In late July, Wickremesinghe’s office stated that non-violent protests against his government would be allowed to continue, with a spokesperson declaring that ‘President Ranil Wickremesinghe has reaffirmed Sri Lanka's commitment to upholding the rights of peaceful, non-violent assembly’. But Keenan believes Wickremesinghe’s actions thus far are designed to send a message to those tempted to protest in future ‘that they will be putting themselves at risk of legal action and possibly worse’. Nonetheless, the arrest of Joseph Stalin, General Secretary of the Ceylon Teachers Service Union, in early August sparked another protest, as citizens took to the streets and shared their outrage about what they perceive as injustice.
Keenan says things may get worse once there’s further detail as to what the Sri Lankan government is going to do and the measures it will impose to win IMF support. It’s likely to mean higher taxes, loss of government jobs, a reduction in military budget or the selling of state-owned enterprises. ‘None of those will be popular’, says Keenan, who calls the situation dangerous because of the country’s history of violent uprisings and oppressive crackdowns.

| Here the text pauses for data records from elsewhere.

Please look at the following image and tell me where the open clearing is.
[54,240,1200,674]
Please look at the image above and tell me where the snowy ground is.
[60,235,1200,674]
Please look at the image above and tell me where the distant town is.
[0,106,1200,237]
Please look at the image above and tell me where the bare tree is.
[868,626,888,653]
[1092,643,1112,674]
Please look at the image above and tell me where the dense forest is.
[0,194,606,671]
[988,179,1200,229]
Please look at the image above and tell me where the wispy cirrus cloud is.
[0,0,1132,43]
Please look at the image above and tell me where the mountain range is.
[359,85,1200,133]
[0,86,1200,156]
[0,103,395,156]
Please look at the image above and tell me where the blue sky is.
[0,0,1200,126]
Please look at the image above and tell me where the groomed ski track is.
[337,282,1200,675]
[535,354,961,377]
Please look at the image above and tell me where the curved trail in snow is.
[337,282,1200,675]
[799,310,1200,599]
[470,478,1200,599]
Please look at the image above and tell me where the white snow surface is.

The country’s civil war began with a series of riots led by the Sinhalese Buddhist majority against the minority Hindu Tamil population, following the deaths of 13 soldiers at the hands of the militant organisation the Liberation Tigers of Tamil Eelam. Nobody has really reckoned with the country’s past of brutality, Keenan says. Now, Sri Lanka is facing its worst ever crisis.
For Hassan of the IBA Agricultural Law Section, these kinds of situations often mean human rights bear the heaviest brunt and that people are likely to witness a complete or partial breakdown of institutions. ‘It will be of utmost importance for any government which is taking charge under these given circumstances to ensure that the rule of law is re-established and upheld to provide confidence to the people and restore their faith in institutions’, he says. ‘Failure to do so would lead to gross human rights violations and further lead to a deepening of the economic crisis’, adds Hassan.
In striving for economic stability, Satkunanathan says that Sri Lanka’s government must provide political and social stability too. ‘But most importantly, citizens should feel secure, and they should feel the state is a protector of their rights rather than a predator.’